Aus dem Überblick über das derzeitige Qualifizierungsangebot ergeben sich fünf strukturelle Anforderungen zur weiteren Ausdifferenzierung:

  • Grundständige Ausbildungs- und Studienangebote sollten auf allen Ebenen des vertikalen Ausbildungssystem geschaffen werden;
  • in den bestehenden Ausbildungsgängen sollte Kompetenz für Friedensarbeit als fester Bestandteil integriert sein;
  • neben einem möglichst vielfältigen berufs- und disziplingebunden Angebot sollte es ein eigenständiges, interdisziplinäres Angebot der Friedenswissenschaft/Friedensarbeit geben;
  • Weiterbildungen sollten Qualitätskriterien genügen und mit vergleichbaren anerkennungsfähigen Zertifikationen ausgestattet werden;
  • Fort- und Weiterbildungen sind im unmittelbaren gesellschaftlichen Interesse, d.h. sie sollten stattlich gefördert werden um sie kostengünstig anbieten zu können.

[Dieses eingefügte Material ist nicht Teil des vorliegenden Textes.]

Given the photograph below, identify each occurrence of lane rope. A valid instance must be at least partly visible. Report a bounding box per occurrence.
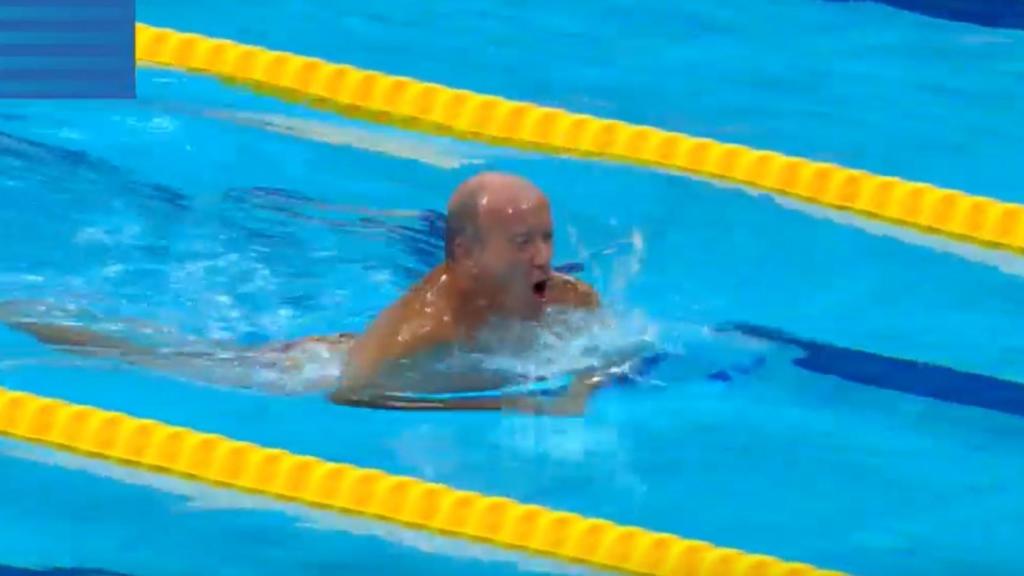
[135,23,1024,252]
[0,388,841,576]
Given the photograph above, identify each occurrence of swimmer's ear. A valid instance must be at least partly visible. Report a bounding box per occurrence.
[452,235,479,262]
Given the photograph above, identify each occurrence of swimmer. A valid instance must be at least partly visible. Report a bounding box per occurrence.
[0,172,603,414]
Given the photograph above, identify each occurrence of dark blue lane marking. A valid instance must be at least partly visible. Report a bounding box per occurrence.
[0,564,128,576]
[720,323,1024,416]
[825,0,1024,30]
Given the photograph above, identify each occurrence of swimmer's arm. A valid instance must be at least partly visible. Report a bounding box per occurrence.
[332,373,604,416]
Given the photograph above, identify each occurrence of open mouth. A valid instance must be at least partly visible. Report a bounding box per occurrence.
[534,280,548,300]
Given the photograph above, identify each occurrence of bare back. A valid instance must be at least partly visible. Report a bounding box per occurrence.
[337,264,599,398]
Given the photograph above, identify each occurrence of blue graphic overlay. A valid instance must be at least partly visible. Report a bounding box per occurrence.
[0,0,135,99]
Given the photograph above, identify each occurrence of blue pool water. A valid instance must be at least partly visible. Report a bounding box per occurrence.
[0,0,1024,575]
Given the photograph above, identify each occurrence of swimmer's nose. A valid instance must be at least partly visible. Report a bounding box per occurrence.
[529,242,552,274]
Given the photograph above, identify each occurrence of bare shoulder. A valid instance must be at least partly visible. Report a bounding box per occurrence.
[551,274,601,308]
[346,270,454,381]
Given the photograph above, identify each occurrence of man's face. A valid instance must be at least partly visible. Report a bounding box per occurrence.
[474,197,554,320]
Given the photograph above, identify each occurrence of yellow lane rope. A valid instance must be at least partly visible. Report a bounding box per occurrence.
[136,24,1024,251]
[0,388,840,576]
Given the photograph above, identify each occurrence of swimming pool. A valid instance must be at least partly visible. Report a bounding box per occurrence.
[0,0,1024,574]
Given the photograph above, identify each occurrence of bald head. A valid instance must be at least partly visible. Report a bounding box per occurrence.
[444,172,547,259]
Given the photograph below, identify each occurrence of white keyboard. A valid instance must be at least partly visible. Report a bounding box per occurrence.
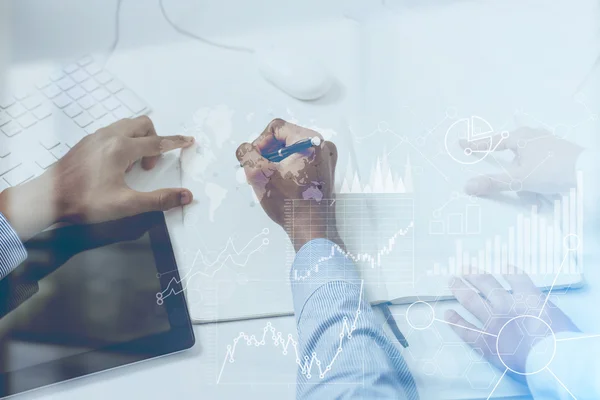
[0,56,150,191]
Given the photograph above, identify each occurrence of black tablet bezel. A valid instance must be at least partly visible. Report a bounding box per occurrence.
[0,212,195,397]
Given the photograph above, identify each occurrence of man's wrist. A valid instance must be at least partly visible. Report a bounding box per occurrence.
[0,173,62,241]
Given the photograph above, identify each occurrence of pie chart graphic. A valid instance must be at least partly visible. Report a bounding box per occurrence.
[444,116,508,165]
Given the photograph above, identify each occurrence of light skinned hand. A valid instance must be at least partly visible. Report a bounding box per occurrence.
[236,119,337,249]
[460,128,583,196]
[445,274,579,378]
[0,116,194,239]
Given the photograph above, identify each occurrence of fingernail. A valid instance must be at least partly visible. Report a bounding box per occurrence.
[179,191,192,206]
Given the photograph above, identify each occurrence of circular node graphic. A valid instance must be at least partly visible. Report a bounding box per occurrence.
[377,121,390,132]
[406,301,435,331]
[444,116,496,165]
[563,233,579,251]
[496,315,556,376]
[510,180,523,192]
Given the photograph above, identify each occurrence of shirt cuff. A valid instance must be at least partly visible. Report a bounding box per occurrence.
[0,213,27,280]
[290,239,361,320]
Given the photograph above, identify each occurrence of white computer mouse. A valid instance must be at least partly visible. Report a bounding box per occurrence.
[256,50,333,100]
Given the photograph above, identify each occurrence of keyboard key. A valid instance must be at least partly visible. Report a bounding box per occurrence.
[81,79,100,93]
[0,155,21,175]
[116,90,146,114]
[50,143,70,160]
[88,104,107,119]
[15,89,31,101]
[50,70,65,82]
[67,86,86,100]
[79,94,96,110]
[33,106,52,121]
[3,165,35,186]
[106,79,123,94]
[34,151,56,169]
[85,63,102,76]
[63,63,79,75]
[6,103,27,118]
[21,94,42,110]
[92,87,110,101]
[102,97,121,111]
[73,113,94,128]
[40,133,60,150]
[64,103,83,118]
[53,93,73,108]
[0,96,16,108]
[44,83,62,99]
[0,138,10,158]
[2,121,21,137]
[56,76,75,91]
[96,113,118,128]
[0,111,12,126]
[71,69,90,83]
[35,78,52,90]
[96,71,114,85]
[65,132,85,148]
[77,56,94,67]
[18,113,37,129]
[85,121,104,135]
[113,106,133,119]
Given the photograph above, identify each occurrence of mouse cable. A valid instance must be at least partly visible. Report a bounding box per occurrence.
[158,0,255,54]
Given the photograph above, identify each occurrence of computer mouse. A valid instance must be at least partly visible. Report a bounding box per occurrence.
[256,50,333,101]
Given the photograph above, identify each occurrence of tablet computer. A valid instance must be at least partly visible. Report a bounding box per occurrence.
[0,212,194,397]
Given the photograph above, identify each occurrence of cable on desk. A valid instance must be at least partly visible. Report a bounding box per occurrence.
[159,0,255,54]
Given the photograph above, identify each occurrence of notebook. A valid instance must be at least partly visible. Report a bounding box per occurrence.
[167,105,583,322]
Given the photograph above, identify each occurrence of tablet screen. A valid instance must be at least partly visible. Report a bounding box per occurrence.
[0,212,192,392]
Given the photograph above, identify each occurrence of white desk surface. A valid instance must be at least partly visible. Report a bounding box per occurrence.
[4,0,600,400]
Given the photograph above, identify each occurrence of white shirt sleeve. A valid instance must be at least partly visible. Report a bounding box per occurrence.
[527,332,600,400]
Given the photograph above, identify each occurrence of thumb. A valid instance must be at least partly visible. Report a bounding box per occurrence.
[128,189,193,214]
[465,174,510,196]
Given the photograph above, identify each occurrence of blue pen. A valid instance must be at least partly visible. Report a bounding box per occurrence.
[262,136,321,162]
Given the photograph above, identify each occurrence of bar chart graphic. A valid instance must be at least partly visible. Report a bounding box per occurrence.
[428,172,583,275]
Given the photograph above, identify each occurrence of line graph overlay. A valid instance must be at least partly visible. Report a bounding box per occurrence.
[156,228,269,305]
[217,281,364,384]
[285,193,415,284]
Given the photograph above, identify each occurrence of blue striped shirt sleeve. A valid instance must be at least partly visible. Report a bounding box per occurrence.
[290,239,418,400]
[0,213,27,280]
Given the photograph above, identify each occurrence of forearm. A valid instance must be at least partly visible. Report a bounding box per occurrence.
[291,239,417,399]
[0,173,60,241]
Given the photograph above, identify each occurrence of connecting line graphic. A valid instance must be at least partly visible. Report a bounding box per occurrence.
[156,229,269,305]
[294,221,414,281]
[217,281,364,383]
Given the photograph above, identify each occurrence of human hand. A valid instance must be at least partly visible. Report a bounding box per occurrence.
[236,119,337,249]
[460,128,583,196]
[445,274,579,377]
[0,117,193,239]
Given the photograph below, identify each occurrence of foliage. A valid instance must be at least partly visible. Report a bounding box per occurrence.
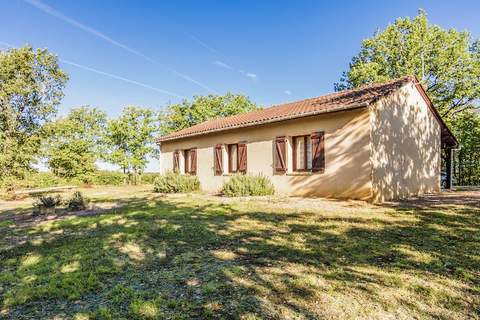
[35,194,62,208]
[0,186,480,319]
[92,170,125,186]
[44,107,106,182]
[153,171,200,193]
[161,92,258,134]
[0,46,68,179]
[65,191,89,211]
[105,106,158,182]
[335,11,480,121]
[222,174,275,197]
[454,111,480,185]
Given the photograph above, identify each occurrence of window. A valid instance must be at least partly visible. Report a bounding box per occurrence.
[183,148,197,175]
[173,150,180,172]
[274,136,287,174]
[227,142,247,173]
[288,132,325,173]
[292,136,312,171]
[227,144,238,173]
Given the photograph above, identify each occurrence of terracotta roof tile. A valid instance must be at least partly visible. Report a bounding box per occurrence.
[158,76,417,142]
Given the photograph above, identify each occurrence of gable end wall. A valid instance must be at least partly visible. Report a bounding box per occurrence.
[370,83,441,202]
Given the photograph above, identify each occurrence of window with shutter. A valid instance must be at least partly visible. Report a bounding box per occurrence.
[275,137,287,173]
[213,144,223,176]
[292,136,312,171]
[227,144,238,173]
[311,132,325,172]
[183,150,190,173]
[173,150,180,172]
[237,143,247,173]
[189,148,197,175]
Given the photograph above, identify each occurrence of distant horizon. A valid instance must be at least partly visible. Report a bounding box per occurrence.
[0,0,480,172]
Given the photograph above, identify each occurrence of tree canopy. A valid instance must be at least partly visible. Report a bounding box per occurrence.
[44,107,107,180]
[0,46,68,178]
[105,106,158,179]
[335,11,480,122]
[161,92,258,134]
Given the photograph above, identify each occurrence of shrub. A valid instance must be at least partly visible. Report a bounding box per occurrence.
[153,171,200,193]
[222,174,275,197]
[65,191,89,211]
[34,194,62,213]
[92,171,127,186]
[141,172,159,184]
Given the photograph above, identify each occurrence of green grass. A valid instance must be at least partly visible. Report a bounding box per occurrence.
[0,188,480,319]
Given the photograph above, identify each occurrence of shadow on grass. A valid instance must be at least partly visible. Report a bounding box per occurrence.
[0,191,480,319]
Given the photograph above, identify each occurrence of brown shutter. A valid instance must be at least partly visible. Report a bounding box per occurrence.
[190,148,197,174]
[213,144,223,176]
[311,132,325,172]
[173,150,180,172]
[237,143,247,173]
[275,137,287,173]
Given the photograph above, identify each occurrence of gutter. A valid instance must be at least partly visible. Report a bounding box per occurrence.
[157,102,371,144]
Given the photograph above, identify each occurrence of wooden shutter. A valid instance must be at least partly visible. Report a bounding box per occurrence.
[275,137,287,173]
[311,132,325,172]
[190,148,197,174]
[173,150,180,172]
[213,144,223,176]
[237,143,247,173]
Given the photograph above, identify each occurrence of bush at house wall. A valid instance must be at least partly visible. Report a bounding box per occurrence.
[222,174,275,197]
[153,171,200,193]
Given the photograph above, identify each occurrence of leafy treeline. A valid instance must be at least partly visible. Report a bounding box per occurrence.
[335,11,480,184]
[0,46,257,185]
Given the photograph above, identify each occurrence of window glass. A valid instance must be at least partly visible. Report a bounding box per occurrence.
[295,137,305,170]
[307,136,312,170]
[185,150,190,173]
[228,144,238,172]
[293,136,312,171]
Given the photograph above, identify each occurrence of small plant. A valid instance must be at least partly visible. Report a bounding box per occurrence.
[65,191,89,211]
[34,194,62,214]
[153,171,200,193]
[222,174,275,197]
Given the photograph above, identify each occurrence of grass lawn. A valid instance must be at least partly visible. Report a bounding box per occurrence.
[0,188,480,319]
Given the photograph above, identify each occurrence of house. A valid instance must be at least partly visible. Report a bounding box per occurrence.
[158,76,458,201]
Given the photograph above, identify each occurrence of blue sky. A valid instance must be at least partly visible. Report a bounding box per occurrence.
[0,0,480,170]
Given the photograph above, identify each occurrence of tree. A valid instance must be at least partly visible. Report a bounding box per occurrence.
[335,11,480,123]
[161,92,258,134]
[44,107,107,181]
[0,46,68,179]
[454,110,480,185]
[105,106,158,182]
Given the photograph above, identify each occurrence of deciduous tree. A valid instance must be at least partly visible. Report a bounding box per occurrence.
[0,46,68,180]
[105,106,158,184]
[335,11,480,122]
[44,107,107,181]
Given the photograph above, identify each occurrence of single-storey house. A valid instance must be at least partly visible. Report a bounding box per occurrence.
[158,76,458,202]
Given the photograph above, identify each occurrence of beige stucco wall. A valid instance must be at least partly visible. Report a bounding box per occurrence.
[370,84,441,201]
[160,108,372,199]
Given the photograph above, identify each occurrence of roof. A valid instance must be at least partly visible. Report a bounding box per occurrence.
[158,76,456,147]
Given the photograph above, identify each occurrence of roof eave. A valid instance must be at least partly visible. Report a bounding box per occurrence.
[157,102,371,143]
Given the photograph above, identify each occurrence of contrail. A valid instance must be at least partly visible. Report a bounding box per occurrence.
[184,32,223,56]
[24,0,218,94]
[184,32,257,80]
[0,41,187,99]
[59,59,187,99]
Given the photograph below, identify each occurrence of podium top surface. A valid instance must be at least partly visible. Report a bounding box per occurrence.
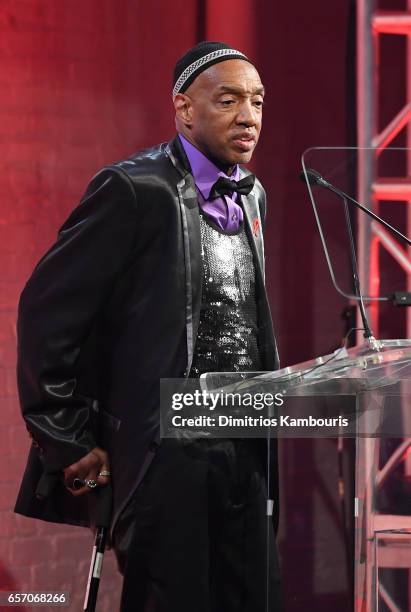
[201,339,411,395]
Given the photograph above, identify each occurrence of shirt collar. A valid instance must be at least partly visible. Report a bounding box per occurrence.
[178,134,240,200]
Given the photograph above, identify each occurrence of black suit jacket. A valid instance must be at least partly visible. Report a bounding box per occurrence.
[15,138,278,536]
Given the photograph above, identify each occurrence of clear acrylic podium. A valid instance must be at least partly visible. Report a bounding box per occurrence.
[201,340,411,612]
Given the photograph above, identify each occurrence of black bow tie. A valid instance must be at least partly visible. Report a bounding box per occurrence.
[208,174,255,200]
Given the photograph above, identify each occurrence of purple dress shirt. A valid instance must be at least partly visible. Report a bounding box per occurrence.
[178,134,243,232]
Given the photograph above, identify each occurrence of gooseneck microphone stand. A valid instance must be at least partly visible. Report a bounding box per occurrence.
[300,169,411,351]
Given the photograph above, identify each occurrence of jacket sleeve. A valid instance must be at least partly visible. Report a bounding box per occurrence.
[17,169,137,469]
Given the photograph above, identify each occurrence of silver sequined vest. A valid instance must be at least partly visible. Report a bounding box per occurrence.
[190,215,262,377]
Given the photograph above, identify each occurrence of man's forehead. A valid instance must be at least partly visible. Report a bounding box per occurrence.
[193,60,264,93]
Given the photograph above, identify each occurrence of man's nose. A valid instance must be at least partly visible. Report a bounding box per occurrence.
[237,100,258,127]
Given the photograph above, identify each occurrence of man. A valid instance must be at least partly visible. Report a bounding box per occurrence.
[16,42,279,612]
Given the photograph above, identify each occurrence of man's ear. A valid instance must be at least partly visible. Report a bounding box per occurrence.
[173,94,193,126]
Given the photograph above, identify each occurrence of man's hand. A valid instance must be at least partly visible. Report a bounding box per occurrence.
[63,446,110,497]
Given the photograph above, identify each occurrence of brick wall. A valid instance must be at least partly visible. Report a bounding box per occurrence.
[0,0,195,612]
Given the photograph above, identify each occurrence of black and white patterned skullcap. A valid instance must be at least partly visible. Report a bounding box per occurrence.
[173,40,252,96]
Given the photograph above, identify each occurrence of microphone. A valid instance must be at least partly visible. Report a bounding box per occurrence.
[300,168,331,187]
[300,168,411,246]
[300,169,376,350]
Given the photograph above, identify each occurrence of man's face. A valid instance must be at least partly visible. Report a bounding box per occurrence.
[175,59,264,168]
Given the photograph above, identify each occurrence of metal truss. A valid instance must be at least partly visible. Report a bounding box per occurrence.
[354,0,411,612]
[357,0,411,337]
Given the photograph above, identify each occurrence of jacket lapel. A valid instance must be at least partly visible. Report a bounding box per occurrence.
[241,172,265,282]
[166,136,203,375]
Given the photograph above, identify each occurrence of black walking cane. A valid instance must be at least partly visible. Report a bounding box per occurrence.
[36,466,113,612]
[83,482,113,612]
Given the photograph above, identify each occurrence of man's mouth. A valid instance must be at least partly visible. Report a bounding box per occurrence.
[233,134,255,151]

Christiane Lammers ist wissenschaftliche Mitarbeiterin der Landesarbeitsgemeinschaft Friedenswissenschaft in NRW und Mitglied des Vorstands der Arbeitsgemeinschaft Friedens- und Konfliktforschung (AFK)


Wissenschaftliche Studienangebote

Aufgelistet sind nur die auf ein spezifisches Zertifikat ausgerichteten und damit strukturierten friedenswissenschaftlichen Studienangebote. Nicht aufgenommen sind einzelne Seminare. Die Auflistung steht unter dem Vorbehalt »work in process«. Bisher gibt es für den Bereich »Qualifizierungsangebote in der Friedensarbeit« noch keine umfassende Handreichung oder linkliste. Im Rahmen des 2001 in Hagen beginnenden Weiterbildungsstudium »IF« ist u.a. geplant, diese innerhalb der multimedialen »Lernumgebung« einzurichten.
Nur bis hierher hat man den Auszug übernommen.